Published Tuesday, June 15, 1999, in the Miami Herald

LUIS AGUILAR LEÓN

Castro and the romance of imperialism

Watching the coronation of Napoleon Bonaparte as France's emperor before the Pope in Notre Dame Cathedral, French Revolution hero Gen. E. Delma was quoted: ``Magnificent spectacle. Pity that the 300,000 Frenchmen who died fighting the monarchy aren't here to do it justice.''

Every revolution ends up bolstering the very system that it seeks to terminate. The French Revolution toppled a weak king, Louis XVI, only to crown a mighty emperor, Napoleon. The Mexican Revolution replaced the 31-year dictatorship of Porfirio Diaz with the 70-plus-year rule of one political party, the Institutional Revolutionary Party. And the epitaph of the Bolshevik Revolution was written by the capitalism it thought would be buried next to the czar.

Fidel Castro cannot escape this Ananke, or fate of revolutions. In a Cuba destroyed by his own, he can only purr seductively for the return of that demonic ``Yankee imperialism'' he has banished, exorcised and hoped to erase from history.

``Capitalism fills me with disgust ,'' he has said more than once, ``and imperialism with hate. Never again will foreign tourism come to corrupt our people. Stuff your dollars; the revolution doesn't need them.
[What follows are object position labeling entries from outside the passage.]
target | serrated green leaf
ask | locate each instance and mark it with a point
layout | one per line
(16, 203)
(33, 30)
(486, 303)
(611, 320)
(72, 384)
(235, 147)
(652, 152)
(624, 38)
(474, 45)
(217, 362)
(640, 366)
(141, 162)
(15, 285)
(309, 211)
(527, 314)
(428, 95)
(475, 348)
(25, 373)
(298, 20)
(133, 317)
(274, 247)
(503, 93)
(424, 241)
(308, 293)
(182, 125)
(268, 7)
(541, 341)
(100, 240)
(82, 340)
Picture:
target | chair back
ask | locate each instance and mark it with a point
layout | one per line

Socialism or death!''

Once, Castro sought to ignite a hundred Vietnams all over the continent. But the winds of capitalism proved too strong for Cuba and the Soviet Union and left both in economic ruin. Today Castro welcomes the dollar, applauds tourism and solicits the north. The president of Cuba's parliament asserted the other day that North Americans are intelligent, that their investments would be protected and that Fidel's death would not change that.

Many capitalists, amassing great fortunes and leftist leanings, are tailor-made for Cuban propaganda. They vault over their millions to embrace Castro, some fantasizing about the ultimate copulation: a magnificent Havana hotel, ``the Che Guevara'' with a catchy slogan ``The right place to meet the Left.'' Hollywood royalty would flock to it and be greeted by their hero, Castro.

Capitalist fascination with Leftist posturing has helped foster one of the century's most-curious phenomena. With more than 40 years of merciless rule, jails full of people who dared to think, incalculable violations of human rights under his belt, Fidel Castro is still admired by the people he most detests.

Much of the ``imperialist press,'' which Castro keeps out of Cuba, is undulating to Havana's beat. Time magazine named him ``the winner'' when ``his'' team beat the Baltimore Orioles. National Geographic celebrated the reconstruction of Old Havana with a photo of kids around the stamp of Che Guevara promising to follow in his footsteps (to failure and death perhaps). And The Washington Post lamented that Castro can't receive U. S. aid in his ``war on drugs'' because a group of Florida legislators, supported by many Cuban Americans, opposed any softening toward Castro. The Post article ignored Castro's forcibly dissolved partnership with Panama's once drug-rich strongman Manuel Noriega and his current involvement with Colombian drug lords.

Meanwhile, the media-disparaged Cuban exiles -- multifaceted, loud, often exasperating -- labor and sacrifice to send money, medicine and food to their Cuban brothers besieged by government and nature. Most of them exemplify the American ideal in everything but recognition.